The species L. delbrueckii has gained genetic diversity via horizontal gene transfer between subspecies, and has increased its genome size. Such adaptability has made it an economically important species with extensive industrial application. The subspecies bulgaricus is a homogeneous group that diverged from other subspecies a long time ago and has subsequently evolved independently. The relatively small genome size of the bulgaricus compared to other subspecies suggests that it has experienced genome reduction during its evolutionary history and is currently becoming specialized in lactose fermentation. Active HGT and an evolutionary trend for increasing genome size have been observed in the subspecies lactis, jakobsenii, delbrueckii, and sunkii. These phenomena appear to be a way of gaining genetic diversity to adapt to various novel natural environments and carbon sources. The long-term adaptation of specialized strains to their environments may have led to genome reduction and intraspecific diversification through various mechanisms. Thus, subspeciation in L. delbrueckii may have been driven by the availability of carbon sources. The indicus lineage seems to be evolving independently of the other five subspecies.

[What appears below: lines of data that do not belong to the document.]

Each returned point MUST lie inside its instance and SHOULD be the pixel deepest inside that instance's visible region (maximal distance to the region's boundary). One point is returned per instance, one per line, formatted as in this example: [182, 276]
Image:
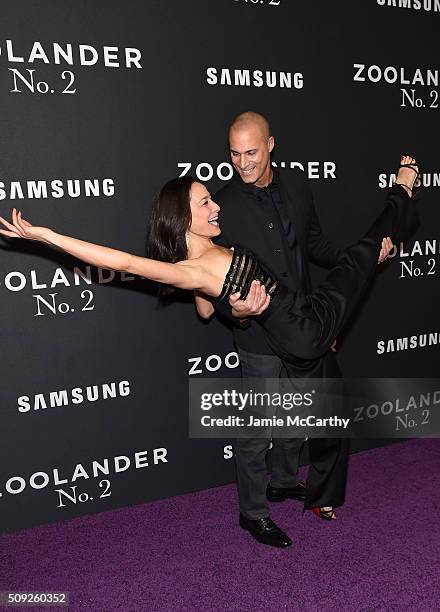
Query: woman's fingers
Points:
[17, 224]
[7, 224]
[20, 223]
[9, 234]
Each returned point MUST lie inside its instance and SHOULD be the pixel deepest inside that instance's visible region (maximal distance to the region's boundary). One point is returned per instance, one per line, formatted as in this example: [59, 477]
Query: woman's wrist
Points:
[50, 237]
[406, 188]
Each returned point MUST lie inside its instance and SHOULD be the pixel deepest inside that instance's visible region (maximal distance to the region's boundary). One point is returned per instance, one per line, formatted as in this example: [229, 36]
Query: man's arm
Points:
[326, 254]
[238, 310]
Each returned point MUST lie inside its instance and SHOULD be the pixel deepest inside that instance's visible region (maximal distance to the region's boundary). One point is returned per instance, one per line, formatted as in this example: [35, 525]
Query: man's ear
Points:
[271, 143]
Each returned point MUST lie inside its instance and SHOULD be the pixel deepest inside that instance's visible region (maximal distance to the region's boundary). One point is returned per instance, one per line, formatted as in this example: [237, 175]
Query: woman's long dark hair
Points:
[169, 222]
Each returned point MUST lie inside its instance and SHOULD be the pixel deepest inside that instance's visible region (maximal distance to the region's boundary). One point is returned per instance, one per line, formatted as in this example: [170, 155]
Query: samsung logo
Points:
[78, 395]
[416, 5]
[239, 77]
[57, 188]
[403, 344]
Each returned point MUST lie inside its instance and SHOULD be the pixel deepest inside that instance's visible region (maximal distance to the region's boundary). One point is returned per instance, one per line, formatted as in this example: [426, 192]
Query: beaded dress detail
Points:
[244, 269]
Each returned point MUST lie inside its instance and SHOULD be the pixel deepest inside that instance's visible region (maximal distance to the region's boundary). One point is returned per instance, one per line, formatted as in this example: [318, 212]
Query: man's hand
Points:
[255, 303]
[387, 247]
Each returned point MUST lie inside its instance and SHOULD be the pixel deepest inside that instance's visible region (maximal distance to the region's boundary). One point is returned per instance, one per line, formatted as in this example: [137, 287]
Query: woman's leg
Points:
[301, 328]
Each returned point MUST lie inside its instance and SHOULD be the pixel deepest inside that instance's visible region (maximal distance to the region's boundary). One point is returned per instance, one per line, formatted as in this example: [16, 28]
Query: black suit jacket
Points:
[245, 222]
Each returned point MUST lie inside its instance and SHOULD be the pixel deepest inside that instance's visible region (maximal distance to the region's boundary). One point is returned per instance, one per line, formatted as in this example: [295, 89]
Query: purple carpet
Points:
[188, 553]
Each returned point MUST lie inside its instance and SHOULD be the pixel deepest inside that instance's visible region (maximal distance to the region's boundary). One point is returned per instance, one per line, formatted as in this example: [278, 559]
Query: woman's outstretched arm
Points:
[183, 274]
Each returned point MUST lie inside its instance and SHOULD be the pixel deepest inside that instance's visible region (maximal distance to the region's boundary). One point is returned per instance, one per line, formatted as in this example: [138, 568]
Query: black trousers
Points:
[328, 457]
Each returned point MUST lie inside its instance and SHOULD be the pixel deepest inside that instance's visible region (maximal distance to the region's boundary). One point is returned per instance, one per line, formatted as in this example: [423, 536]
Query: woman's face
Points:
[204, 212]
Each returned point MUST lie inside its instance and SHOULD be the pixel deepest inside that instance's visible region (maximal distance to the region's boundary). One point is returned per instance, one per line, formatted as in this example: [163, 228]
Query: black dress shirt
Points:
[280, 226]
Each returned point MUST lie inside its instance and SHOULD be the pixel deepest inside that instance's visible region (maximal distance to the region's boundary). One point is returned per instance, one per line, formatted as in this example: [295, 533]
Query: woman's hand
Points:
[20, 228]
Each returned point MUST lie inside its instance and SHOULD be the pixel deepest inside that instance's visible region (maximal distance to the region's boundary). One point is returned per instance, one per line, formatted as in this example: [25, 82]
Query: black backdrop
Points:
[362, 95]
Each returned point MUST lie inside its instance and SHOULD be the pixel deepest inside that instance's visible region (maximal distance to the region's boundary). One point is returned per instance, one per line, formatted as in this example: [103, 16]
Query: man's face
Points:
[250, 150]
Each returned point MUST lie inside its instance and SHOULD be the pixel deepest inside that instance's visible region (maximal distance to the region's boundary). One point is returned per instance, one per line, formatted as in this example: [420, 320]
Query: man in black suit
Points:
[272, 214]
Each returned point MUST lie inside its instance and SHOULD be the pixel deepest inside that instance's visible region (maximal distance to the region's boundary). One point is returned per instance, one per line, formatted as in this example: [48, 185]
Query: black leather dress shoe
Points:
[281, 494]
[265, 531]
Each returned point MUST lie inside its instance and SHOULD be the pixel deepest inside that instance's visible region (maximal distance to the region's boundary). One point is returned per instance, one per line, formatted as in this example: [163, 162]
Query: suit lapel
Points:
[292, 200]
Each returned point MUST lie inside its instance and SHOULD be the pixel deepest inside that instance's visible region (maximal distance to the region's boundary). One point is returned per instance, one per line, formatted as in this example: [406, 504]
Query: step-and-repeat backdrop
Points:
[101, 103]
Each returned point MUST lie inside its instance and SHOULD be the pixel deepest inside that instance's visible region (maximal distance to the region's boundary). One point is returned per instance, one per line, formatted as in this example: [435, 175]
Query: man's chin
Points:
[249, 178]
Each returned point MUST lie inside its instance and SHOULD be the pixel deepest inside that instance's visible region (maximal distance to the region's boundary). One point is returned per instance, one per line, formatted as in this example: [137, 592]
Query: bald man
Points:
[272, 213]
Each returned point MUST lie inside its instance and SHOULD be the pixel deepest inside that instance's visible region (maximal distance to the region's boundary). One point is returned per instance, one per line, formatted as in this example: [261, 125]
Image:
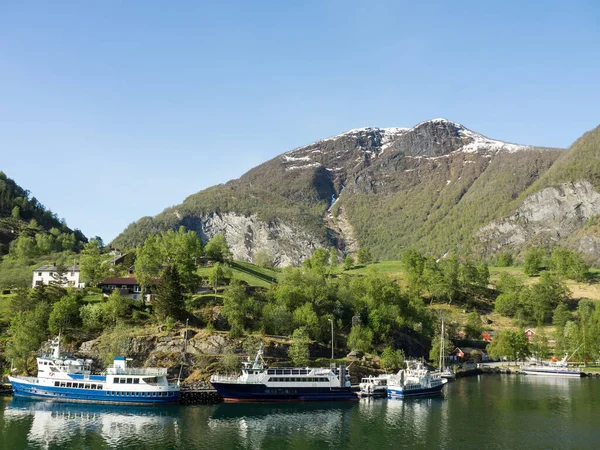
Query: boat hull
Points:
[553, 373]
[38, 391]
[399, 392]
[238, 392]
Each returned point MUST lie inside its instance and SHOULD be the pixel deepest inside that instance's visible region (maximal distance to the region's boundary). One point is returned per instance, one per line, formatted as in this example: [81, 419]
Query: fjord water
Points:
[489, 411]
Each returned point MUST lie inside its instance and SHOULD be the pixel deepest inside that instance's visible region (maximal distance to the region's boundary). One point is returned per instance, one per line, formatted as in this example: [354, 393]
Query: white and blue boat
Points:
[415, 382]
[258, 383]
[63, 378]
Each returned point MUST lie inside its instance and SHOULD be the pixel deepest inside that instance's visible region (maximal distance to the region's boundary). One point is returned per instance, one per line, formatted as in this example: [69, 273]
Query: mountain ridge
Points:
[432, 187]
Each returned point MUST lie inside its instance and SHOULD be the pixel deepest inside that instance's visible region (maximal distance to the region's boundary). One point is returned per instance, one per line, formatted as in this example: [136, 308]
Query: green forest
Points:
[390, 310]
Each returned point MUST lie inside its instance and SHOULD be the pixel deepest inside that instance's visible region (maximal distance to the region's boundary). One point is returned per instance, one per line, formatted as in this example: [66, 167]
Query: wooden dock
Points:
[200, 397]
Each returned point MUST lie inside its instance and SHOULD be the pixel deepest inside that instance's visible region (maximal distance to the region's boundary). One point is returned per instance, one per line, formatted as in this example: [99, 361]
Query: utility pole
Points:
[331, 322]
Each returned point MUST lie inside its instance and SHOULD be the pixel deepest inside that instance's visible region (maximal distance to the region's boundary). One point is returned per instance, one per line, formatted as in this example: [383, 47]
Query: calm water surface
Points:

Some subspecies currently only have one known strain, and this limited the potential for this study to understand the characteristics of all six subspecies of L. delbrueckii. It is anticipated that as more strains of subspecies indicus, sunkii, delbrueckii, and jakobsenii are discovered, it will become easier to understand the characteristics and evolutionary processes of each subspecies more systematically.